What procedure should a taxpayer follow when identifying errors in a previously submitted declaration, if the error led to an underestimation of the amount of tax payable, and what are the possible consequences of an untimely correction of such an error?
If an error is found in a previously submitted tax return that has led to a reduction in the amount of tax payable, the taxpayer should immediately take a number of sequential steps. Let's consider in detail the procedure for making changes and the consequences of possible avoidance of timely error correction.
Procedure of actions
Step 1: Establishing the presence of an error. The taxpayer must independently identify the error or receive a corresponding notification from the tax authority.
Step 2: Preparation of the clarifying declaration. A citizen or an organization is required to submit an updated declaration reflecting the correct indicators of tax obligations.
Step 3: Payment of the missing amount of taxes and penalties. If the amount of tax turned out to be underestimated due to mistakes, the taxpayer must pay the arrears together with accrued penalties for the period of late payment of the tax.
Step 4: Submit an updated declaration to the tax authority. The clarifying declaration is submitted to the same tax authority where the original reporting form was submitted.
Possible consequences of failure to comply with the obligation to make corrections
Failure to comply with the established procedure and deadlines for submitting clarifications entails adverse legal consequences for the taxpayer.:
- Imposition of a fine. For failure to submit an updated declaration within the prescribed period, liability is provided in the amount of 20% of the unpaid tax amount. If a deliberate violation is proven, the fine increases to 40%.
- Additional sanctions. In addition to the main fine, it is possible to hold a taxpayer accountable for concealing income or property used to calculate taxes.
- Verification activities. The presence of detected errors increases the likelihood of an on-site inspection by regulatory authorities.

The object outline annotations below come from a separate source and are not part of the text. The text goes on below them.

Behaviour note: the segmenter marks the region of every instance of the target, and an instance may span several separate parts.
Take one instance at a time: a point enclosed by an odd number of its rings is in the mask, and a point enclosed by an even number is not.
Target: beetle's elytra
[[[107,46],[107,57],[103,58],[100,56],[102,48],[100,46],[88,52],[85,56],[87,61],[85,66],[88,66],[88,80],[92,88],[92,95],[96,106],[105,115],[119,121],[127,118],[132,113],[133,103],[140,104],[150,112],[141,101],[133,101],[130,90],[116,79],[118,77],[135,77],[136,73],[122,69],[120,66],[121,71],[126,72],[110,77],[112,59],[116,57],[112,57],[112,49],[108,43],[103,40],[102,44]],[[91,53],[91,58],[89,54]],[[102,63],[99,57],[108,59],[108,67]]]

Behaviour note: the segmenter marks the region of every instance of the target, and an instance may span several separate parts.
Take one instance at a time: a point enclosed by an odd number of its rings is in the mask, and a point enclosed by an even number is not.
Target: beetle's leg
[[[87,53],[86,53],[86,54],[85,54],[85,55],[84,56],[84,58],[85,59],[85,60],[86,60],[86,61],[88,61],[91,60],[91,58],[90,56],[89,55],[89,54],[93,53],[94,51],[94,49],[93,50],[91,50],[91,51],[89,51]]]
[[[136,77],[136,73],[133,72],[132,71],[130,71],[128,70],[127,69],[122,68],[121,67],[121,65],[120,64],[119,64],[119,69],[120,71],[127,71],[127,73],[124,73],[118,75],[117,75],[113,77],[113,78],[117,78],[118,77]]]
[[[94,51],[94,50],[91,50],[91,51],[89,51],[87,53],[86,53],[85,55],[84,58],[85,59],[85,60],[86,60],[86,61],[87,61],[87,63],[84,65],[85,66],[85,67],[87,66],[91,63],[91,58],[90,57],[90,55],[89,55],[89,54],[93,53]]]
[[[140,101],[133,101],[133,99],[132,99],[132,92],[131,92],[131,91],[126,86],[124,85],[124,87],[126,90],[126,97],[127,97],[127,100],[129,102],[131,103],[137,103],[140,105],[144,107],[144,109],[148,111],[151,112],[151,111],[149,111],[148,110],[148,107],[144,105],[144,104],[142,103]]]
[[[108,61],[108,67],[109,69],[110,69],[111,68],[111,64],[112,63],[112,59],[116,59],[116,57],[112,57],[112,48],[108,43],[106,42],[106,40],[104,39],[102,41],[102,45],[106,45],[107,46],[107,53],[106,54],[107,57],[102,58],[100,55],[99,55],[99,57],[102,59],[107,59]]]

- Arrest of current accounts. In extreme cases, the tax authorities have the right to suspend operations on the bank accounts of an organization or individual entrepreneur until the debt is paid off.
The obligation to independently identify and correct errors in tax reports is an important part of fulfilling a citizen's constitutional obligation to pay legally established taxes and fees. Timely elimination of errors helps to prevent negative consequences and minimize the risks of conflict situations with government fiscal structures.